Consul McNally, of Liege, says that in no country in the world does the government attach more importance to the industrial and professional education of its people than in Belgium. While some of the industrial and professional institutions are maintained by the grace of the central government, the majority are subsidized by the provincial or communal administrations. The city of Liege supports one large industrial school and nine professional schools.
The industrial school is one of the best in Belgium and has at present an attendance of 650 pupils. Many of its graduates have become noted in the industrial world.
The professional schools include one for tailors, where the lectures and practical work of a tailor as taught in conjunction are free. The course is five years. The school of horticulture is free, with a course of three years.
The commercial and consular high school is intended to offer an advanced education, both theoretical and practical, and is open to those contemplating the profession of banking, commerce, industry or a consular career. The government usually drafts from the graduates the young men wanted in the various consulates throughout the world, where they remain without compensation during a preliminary prescribed period.

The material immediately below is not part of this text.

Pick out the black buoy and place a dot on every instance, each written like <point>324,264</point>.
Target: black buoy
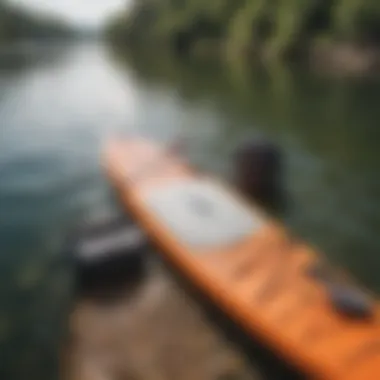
<point>108,253</point>
<point>258,172</point>
<point>351,302</point>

The firearm school was established in 1897, and like the other schools the applicant for admission must have had a primary education. Every detail from the stock making to the barrel is taught, and the boys must pass an apprenticeship in every branch of the gun-making industry. The lectures include both the theory and practical information of firearm making.
The remaining schools embrace tanning, house painting, mechanics, plumbing and carpenter work. The mechanical school includes the study of political economy, hygiene, arithmetic, geometry, drawing (mechanical), physics, chemistry, mechanics, wood and iron work, bicycle and automobile making.
Plumbing is the only school in which an entrance fee is demanded.